Accelerating software development by orders of magnitude

While some of these programs are classified, others have been able to share their results. For instance, the United Platform is working to push cyber offense and defense capabilities on the cloud. “We’ve been using Kubernetes to orchestrate the stack and containerize the tools we’re building for the last six months,” [Air ForceChaillan says. “Unified Platform has been very successful with delivering rapid iterations of containers.”

 

The Navy’s Compile to Combat in 24 Hours program is another example: “Kubernetes is enabling them to do a push to production on the ship while being disconnected [at sea],” Chaillan says. The Kessel Run team “is delivering value to the warfighter on different types of devices and iPads and other cool edge use cases in a matter of weeks.”

 

Armed with those success stories, Chaillan advocated for enterprise-level offerings that would be available across the DoD. Two teams were created: Cloud One, to bring a cloud environment to development teams, and Platform One, to set up DevSecOps environments on Kubernetes clusters. Teams are allowed to choose from a selection of distributions, such as OpenShift, Tanzu, D2IQ, and Rancher.

 

With these cloud native technologies and practices in place, the DoD has achieved great time savings. Releases, which once took as long as 3 to 8 months, now can be achieved in one week. An ATO for a cloud enclave can be obtained within one week, plus “we have a continuous ATO on the platform stack,” says Chaillan. “Anytime software passes the testing and security gates, the software is automatically accredited. So you can push software multiple times a day.”

 

Chaillan’s next goal is to complete training for all 100,000 employees who work on DoD applications. That may sound daunting, but as Chaillan points out, “We already took a team that had never done Kubernetes before, brought a few people in and trained them, put them off-base in a commercial building, and built the F-16 MVP within 45 days. That’s something that probably would have taken a year or two before.”
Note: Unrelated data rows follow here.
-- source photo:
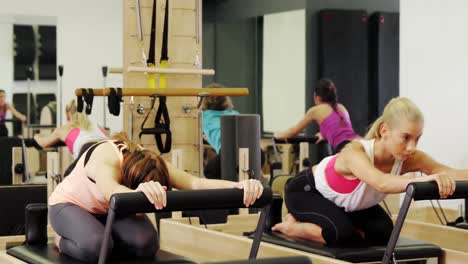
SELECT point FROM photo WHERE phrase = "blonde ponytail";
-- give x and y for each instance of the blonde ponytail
(374, 129)
(397, 109)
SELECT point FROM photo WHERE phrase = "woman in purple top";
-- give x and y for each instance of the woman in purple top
(332, 117)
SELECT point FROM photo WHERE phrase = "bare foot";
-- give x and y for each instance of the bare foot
(57, 241)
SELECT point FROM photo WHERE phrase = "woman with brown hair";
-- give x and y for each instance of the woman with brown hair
(79, 204)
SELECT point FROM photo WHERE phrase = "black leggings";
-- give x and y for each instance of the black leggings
(3, 130)
(340, 146)
(306, 204)
(82, 233)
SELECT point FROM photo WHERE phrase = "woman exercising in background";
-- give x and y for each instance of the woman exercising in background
(79, 204)
(337, 201)
(331, 116)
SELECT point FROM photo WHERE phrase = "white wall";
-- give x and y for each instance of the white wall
(283, 69)
(89, 35)
(434, 73)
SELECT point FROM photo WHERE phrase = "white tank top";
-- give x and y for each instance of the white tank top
(364, 195)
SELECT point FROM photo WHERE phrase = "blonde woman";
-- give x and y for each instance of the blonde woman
(78, 131)
(4, 107)
(337, 201)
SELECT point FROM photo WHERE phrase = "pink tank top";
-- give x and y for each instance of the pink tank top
(79, 189)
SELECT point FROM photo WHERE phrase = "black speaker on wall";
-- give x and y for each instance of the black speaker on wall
(47, 52)
(343, 57)
(25, 51)
(384, 61)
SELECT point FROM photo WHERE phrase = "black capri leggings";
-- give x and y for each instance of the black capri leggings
(82, 233)
(306, 204)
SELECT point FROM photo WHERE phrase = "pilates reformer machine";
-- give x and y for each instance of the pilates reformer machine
(398, 248)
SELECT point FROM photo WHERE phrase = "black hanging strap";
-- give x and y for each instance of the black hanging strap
(161, 126)
(113, 100)
(151, 53)
(79, 100)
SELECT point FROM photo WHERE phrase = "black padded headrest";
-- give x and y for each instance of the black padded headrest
(282, 260)
(136, 202)
(295, 140)
(430, 190)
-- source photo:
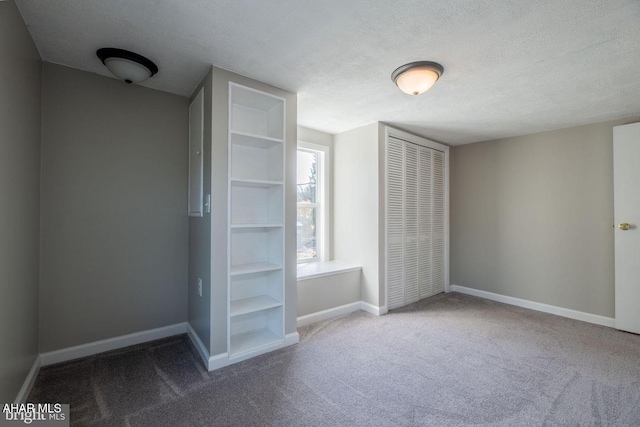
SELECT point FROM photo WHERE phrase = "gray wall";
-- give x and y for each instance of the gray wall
(200, 232)
(532, 217)
(20, 89)
(114, 238)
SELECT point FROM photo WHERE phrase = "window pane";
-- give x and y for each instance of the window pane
(307, 233)
(307, 176)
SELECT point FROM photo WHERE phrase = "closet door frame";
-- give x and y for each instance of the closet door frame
(405, 136)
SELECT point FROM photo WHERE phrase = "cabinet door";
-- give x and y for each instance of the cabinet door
(438, 257)
(411, 223)
(395, 224)
(425, 213)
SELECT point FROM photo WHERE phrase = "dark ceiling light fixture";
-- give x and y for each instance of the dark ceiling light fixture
(127, 66)
(417, 77)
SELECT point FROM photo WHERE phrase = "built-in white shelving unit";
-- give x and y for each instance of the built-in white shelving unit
(256, 221)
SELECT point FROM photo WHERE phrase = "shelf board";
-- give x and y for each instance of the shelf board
(253, 340)
(253, 140)
(251, 98)
(254, 267)
(273, 225)
(253, 304)
(258, 183)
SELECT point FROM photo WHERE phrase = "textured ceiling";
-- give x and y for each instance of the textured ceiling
(511, 67)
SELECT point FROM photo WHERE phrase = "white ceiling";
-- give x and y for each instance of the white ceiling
(511, 67)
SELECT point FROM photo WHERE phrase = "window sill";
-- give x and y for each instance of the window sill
(313, 270)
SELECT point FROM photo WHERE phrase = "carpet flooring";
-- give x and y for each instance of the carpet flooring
(449, 360)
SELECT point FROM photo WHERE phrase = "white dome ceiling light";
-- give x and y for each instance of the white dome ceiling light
(417, 77)
(127, 66)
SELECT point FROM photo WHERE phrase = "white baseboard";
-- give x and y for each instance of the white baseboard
(23, 394)
(545, 308)
(370, 308)
(115, 343)
(198, 344)
(328, 314)
(291, 339)
(218, 361)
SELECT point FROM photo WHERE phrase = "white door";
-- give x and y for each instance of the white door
(626, 177)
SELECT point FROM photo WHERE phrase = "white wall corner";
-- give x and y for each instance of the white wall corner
(23, 394)
(370, 308)
(545, 308)
(198, 344)
(89, 349)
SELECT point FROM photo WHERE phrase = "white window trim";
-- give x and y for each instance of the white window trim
(324, 225)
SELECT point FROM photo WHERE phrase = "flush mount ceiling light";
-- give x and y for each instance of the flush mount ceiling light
(417, 77)
(127, 66)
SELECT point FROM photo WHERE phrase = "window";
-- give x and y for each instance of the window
(312, 182)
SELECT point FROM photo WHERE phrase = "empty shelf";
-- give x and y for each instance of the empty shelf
(254, 340)
(253, 140)
(254, 183)
(254, 267)
(252, 304)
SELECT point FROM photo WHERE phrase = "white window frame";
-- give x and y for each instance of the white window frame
(322, 200)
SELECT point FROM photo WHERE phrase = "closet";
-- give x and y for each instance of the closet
(415, 220)
(391, 214)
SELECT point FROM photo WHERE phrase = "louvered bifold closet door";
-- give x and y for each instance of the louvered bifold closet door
(425, 210)
(411, 223)
(438, 222)
(395, 224)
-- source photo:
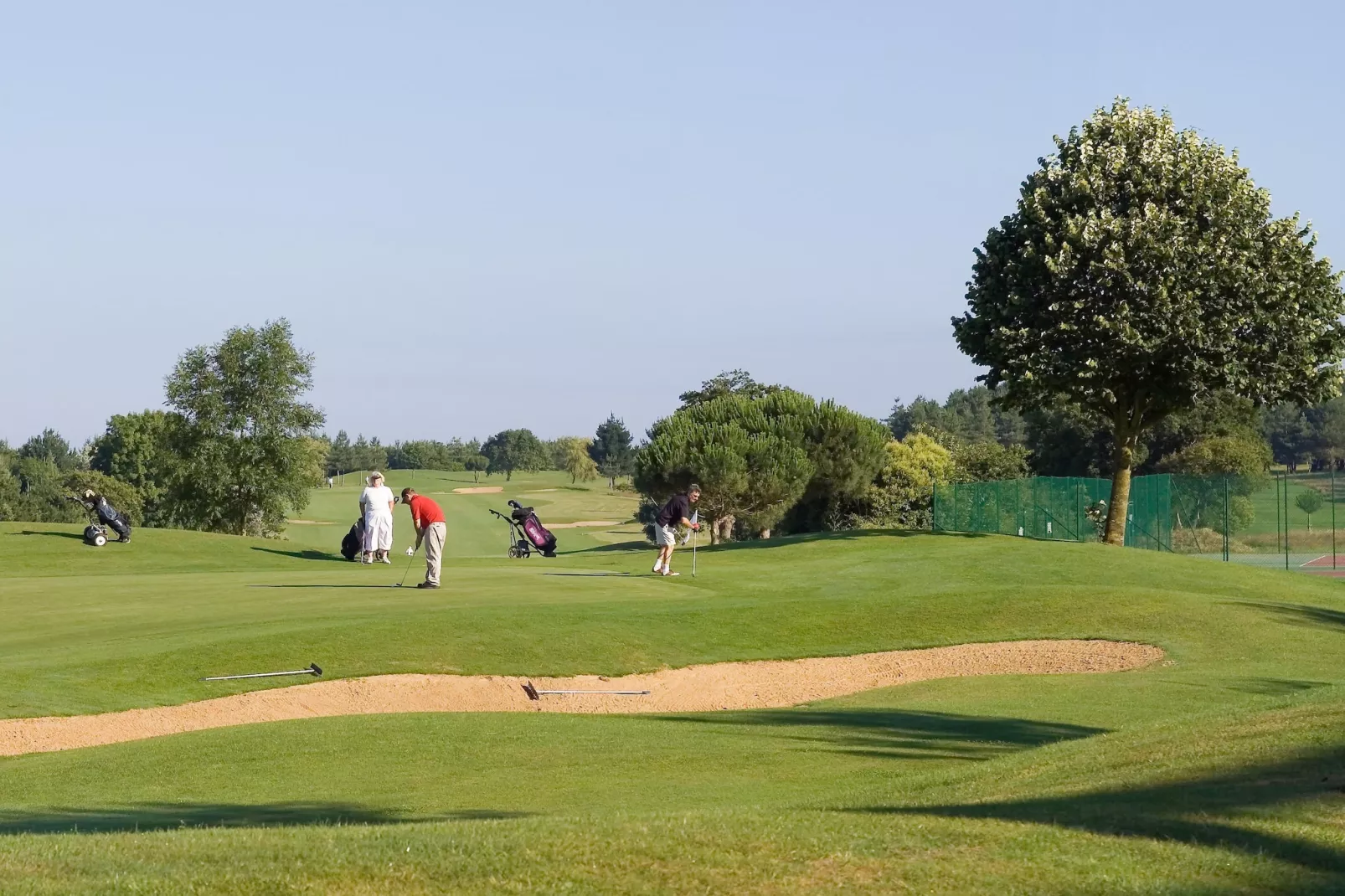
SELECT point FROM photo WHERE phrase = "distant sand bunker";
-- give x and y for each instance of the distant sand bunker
(750, 685)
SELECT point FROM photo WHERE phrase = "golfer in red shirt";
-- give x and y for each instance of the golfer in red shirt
(428, 519)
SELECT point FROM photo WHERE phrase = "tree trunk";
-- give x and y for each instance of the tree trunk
(1119, 486)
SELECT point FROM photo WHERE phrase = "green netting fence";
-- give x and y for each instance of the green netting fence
(1281, 519)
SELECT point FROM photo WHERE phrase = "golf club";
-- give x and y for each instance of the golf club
(312, 670)
(410, 561)
(533, 693)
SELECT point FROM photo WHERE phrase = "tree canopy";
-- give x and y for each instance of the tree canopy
(612, 451)
(1142, 270)
(761, 459)
(512, 450)
(248, 448)
(730, 383)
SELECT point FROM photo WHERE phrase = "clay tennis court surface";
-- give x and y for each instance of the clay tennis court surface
(744, 685)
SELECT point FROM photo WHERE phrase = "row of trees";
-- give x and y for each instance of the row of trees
(610, 452)
(237, 450)
(1064, 440)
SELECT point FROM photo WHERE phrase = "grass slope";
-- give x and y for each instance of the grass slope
(1219, 771)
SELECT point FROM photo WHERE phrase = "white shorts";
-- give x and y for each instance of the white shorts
(379, 532)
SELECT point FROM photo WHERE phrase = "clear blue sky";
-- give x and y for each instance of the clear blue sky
(537, 213)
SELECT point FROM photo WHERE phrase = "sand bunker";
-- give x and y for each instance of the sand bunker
(584, 523)
(750, 685)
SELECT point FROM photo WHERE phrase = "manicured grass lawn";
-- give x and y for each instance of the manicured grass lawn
(1218, 771)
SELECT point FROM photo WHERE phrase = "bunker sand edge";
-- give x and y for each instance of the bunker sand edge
(768, 683)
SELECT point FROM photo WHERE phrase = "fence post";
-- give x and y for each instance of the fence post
(1225, 518)
(1276, 514)
(1286, 519)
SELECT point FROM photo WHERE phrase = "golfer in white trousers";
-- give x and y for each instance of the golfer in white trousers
(377, 505)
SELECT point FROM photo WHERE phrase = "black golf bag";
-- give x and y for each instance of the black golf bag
(354, 541)
(528, 533)
(104, 517)
(537, 534)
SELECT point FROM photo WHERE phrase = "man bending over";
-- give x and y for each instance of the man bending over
(676, 512)
(430, 529)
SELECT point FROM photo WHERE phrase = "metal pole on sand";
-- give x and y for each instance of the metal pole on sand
(312, 670)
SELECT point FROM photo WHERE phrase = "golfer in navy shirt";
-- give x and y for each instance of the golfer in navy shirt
(676, 512)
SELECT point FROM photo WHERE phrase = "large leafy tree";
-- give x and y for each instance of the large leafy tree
(248, 448)
(51, 448)
(142, 450)
(748, 461)
(612, 451)
(1141, 272)
(514, 450)
(763, 459)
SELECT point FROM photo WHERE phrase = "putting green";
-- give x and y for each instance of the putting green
(1215, 771)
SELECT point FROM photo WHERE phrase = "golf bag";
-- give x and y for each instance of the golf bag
(537, 534)
(526, 533)
(354, 541)
(102, 517)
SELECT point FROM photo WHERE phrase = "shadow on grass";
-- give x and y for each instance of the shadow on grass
(50, 533)
(1301, 614)
(319, 585)
(303, 554)
(146, 817)
(1274, 687)
(1201, 811)
(894, 734)
(779, 541)
(621, 545)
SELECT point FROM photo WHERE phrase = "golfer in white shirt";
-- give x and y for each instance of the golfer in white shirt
(377, 505)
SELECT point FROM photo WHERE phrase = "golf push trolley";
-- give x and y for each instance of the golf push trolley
(526, 532)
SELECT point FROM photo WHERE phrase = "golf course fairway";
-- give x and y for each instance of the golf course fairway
(1219, 769)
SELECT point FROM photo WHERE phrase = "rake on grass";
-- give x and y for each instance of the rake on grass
(312, 670)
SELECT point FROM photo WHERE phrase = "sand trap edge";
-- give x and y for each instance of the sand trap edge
(770, 683)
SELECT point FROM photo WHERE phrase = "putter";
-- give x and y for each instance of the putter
(533, 693)
(312, 670)
(410, 561)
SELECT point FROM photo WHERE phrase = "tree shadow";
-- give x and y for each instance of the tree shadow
(303, 554)
(1201, 811)
(1274, 687)
(1301, 614)
(50, 533)
(894, 734)
(779, 541)
(314, 585)
(147, 817)
(626, 547)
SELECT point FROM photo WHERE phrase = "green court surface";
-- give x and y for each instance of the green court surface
(1215, 771)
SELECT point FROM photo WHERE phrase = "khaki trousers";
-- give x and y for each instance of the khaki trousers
(433, 541)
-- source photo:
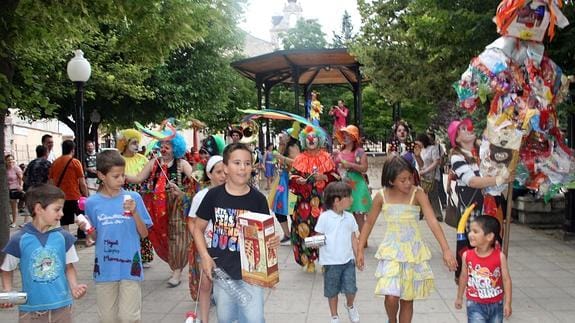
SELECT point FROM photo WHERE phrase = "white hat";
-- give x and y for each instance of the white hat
(212, 162)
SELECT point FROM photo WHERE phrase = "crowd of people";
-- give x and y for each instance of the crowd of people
(183, 207)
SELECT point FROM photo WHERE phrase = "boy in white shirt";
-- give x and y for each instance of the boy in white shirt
(337, 256)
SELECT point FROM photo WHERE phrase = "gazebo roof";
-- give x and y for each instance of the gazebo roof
(317, 66)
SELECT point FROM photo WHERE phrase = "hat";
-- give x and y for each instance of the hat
(351, 130)
(212, 162)
(454, 126)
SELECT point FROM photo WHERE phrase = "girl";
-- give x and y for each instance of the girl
(270, 167)
(485, 275)
(215, 173)
(403, 271)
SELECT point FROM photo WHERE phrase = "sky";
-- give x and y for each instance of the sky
(258, 15)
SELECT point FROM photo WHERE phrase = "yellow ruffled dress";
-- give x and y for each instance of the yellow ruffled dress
(403, 269)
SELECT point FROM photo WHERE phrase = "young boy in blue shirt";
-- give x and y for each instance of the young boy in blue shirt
(222, 205)
(120, 220)
(46, 255)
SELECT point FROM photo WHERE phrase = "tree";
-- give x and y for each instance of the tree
(124, 40)
(305, 34)
(346, 35)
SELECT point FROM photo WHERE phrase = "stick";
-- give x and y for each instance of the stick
(508, 219)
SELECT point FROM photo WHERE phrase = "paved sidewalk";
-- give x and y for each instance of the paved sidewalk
(542, 269)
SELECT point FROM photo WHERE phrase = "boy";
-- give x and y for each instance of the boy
(338, 254)
(46, 254)
(120, 220)
(222, 205)
(484, 274)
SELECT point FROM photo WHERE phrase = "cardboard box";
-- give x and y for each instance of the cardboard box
(259, 263)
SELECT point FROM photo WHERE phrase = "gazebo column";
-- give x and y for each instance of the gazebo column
(267, 102)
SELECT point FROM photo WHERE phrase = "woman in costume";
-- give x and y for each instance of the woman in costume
(169, 194)
(311, 171)
(128, 145)
(469, 183)
(279, 194)
(351, 162)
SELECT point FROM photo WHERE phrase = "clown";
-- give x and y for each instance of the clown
(168, 182)
(128, 144)
(312, 170)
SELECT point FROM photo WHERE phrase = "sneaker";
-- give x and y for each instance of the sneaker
(286, 241)
(353, 314)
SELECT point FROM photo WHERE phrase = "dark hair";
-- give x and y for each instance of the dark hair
(335, 190)
(41, 151)
(108, 159)
(46, 137)
(45, 194)
(489, 224)
(233, 147)
(424, 139)
(67, 147)
(392, 166)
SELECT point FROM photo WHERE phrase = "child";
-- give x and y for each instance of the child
(485, 274)
(403, 271)
(222, 205)
(337, 255)
(215, 172)
(46, 254)
(120, 223)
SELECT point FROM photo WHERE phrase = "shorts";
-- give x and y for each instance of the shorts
(62, 314)
(339, 279)
(16, 194)
(70, 210)
(484, 313)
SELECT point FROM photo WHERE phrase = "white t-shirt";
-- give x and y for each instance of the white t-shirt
(338, 230)
(196, 201)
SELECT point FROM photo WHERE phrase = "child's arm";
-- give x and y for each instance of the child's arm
(462, 283)
(7, 286)
(207, 262)
(367, 227)
(130, 205)
(448, 256)
(506, 286)
(78, 290)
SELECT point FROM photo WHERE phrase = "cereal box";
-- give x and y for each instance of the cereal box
(259, 263)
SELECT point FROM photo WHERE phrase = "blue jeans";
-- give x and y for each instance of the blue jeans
(339, 279)
(228, 310)
(484, 313)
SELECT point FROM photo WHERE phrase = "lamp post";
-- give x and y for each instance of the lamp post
(95, 119)
(79, 71)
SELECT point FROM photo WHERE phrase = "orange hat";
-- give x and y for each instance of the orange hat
(351, 130)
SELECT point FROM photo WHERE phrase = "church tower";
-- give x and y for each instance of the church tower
(292, 12)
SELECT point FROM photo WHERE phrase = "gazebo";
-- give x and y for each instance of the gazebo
(302, 68)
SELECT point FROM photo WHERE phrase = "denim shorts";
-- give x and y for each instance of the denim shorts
(228, 309)
(484, 313)
(339, 279)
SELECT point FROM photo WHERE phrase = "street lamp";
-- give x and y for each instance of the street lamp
(79, 71)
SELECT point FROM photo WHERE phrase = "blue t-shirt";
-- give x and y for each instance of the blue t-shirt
(42, 266)
(117, 239)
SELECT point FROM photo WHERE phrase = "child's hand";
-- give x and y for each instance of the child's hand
(449, 260)
(79, 290)
(274, 242)
(458, 303)
(506, 310)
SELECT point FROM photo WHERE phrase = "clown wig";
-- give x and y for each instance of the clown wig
(124, 138)
(310, 131)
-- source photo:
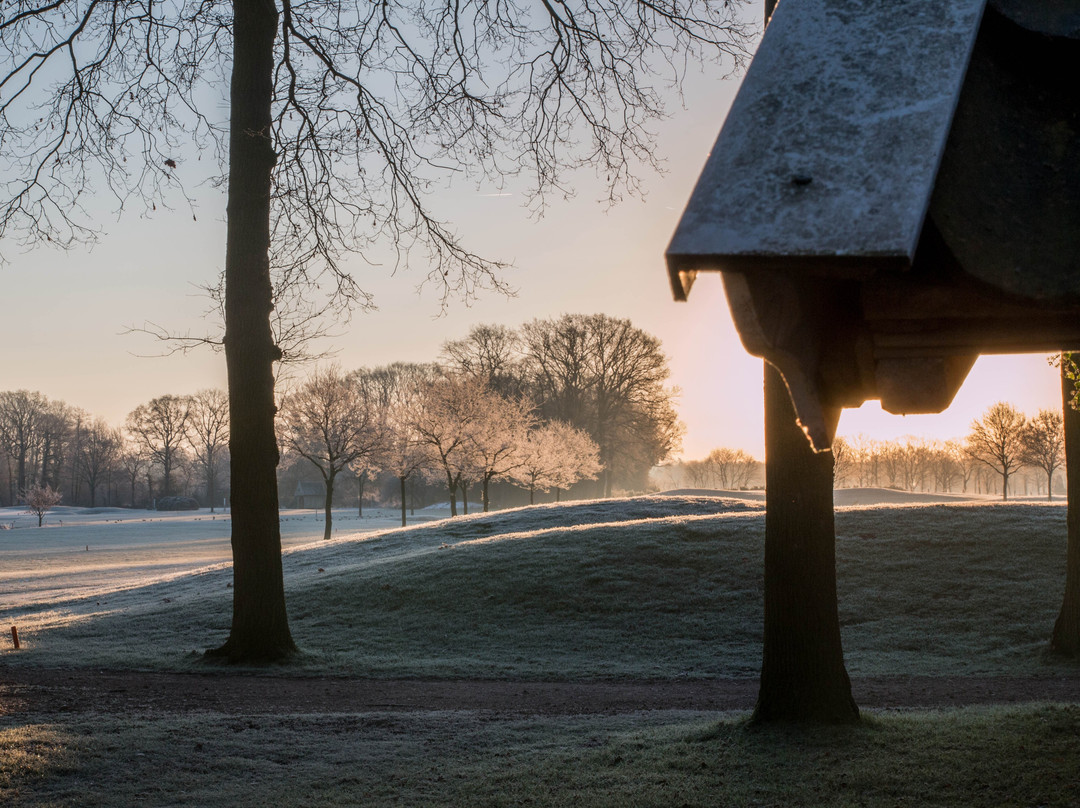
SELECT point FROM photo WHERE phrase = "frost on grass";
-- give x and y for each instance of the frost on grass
(652, 587)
That was from a case study by the Cloud Native Computing Foundation, “With Kubernetes, the US Department of Defense is enabling DevSecOps on F-16s and Battleships.”

Authority to Operate time is reduced from 12-32 weeks to one week. Time to access critical tools such as cloud, Kubernetes distribution, and so forth would take 3-6 months and that was reduced to one month. And the time to get a minimally viable product onto the F-16 would normally take more than 700 days was reduced to 45 (factor of 16).

These kinds of 5x or 10x improvements are the ones that really move the needle in delivering capability.